Microsoft Mahjong AI Paper Released, Revealing Technical Details for the First Time

Remember the "Que Shen AI" Suphx released by Microsoft in August last year? Recently, the research team published an updated paper on arXiv, further introducing the technology behind Suphx.
On August 29, 2019, Microsoft released a mahjong AI called Suphx (Super Phoenix). On a professional mahjong competition platform, Suphx's strength surpassed the average level of top human players.
Once released, Suphx attracted widespread attention, not only in the field of artificial intelligence, but also from many mahjong enthusiasts who came to watch and discuss it.(You can click this article to review "The Artificial Intelligence of the Hu Family Is Coming")

People say that the system is more complex than AlphaGo, which defeated professional Go players, and is hailed as the "strongest Japanese Mahjong artificial intelligence."
Today, the system's development team published a paper on arXiv Suphx: Mastering Mahjong with Deep Reinforcement Learning, which explains the technology behind Suphx in more depth.

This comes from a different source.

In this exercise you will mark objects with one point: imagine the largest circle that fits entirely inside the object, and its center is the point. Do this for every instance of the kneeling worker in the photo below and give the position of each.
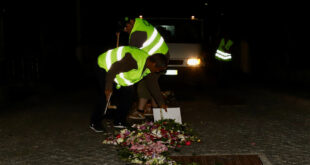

Paper address: https://arxiv.org/pdf/2003.13590.pdf
Suphx is getting stronger and stronger: he has surpassed 99.99% players
As we have previously introduced, the Suphx system uses deep reinforcement learning to learn from 5,000 games and gain experience, and then defeats many mahjong players on the Japanese professional mahjong competition platform "Tenho".Obtained the highest level of ten on the platform "Te Shang Fang".

How was such a powerful Mahjong AI created? A research team from Microsoft Research Asia, Kyoto University, University of Science and Technology of China, Tsinghua University, and Nankai University gave an in-depth introduction in the latest version of the paper.
From the paper, we also learned that Suphx has improved his skills with further learning. On the "Tianfeng" platform with more than 350,000 players,Officially rated as surpassing players above 99.99%, this is the first time a computer program has surpassed most of the top human players in mahjong.
Five major models and reinforcement learning create Queshen AI
Suphx contains a series of convolutional neural networks,It learns five models to handle different scenarios.Including discard model, Riichi model, chow model, Pong model and Kong model.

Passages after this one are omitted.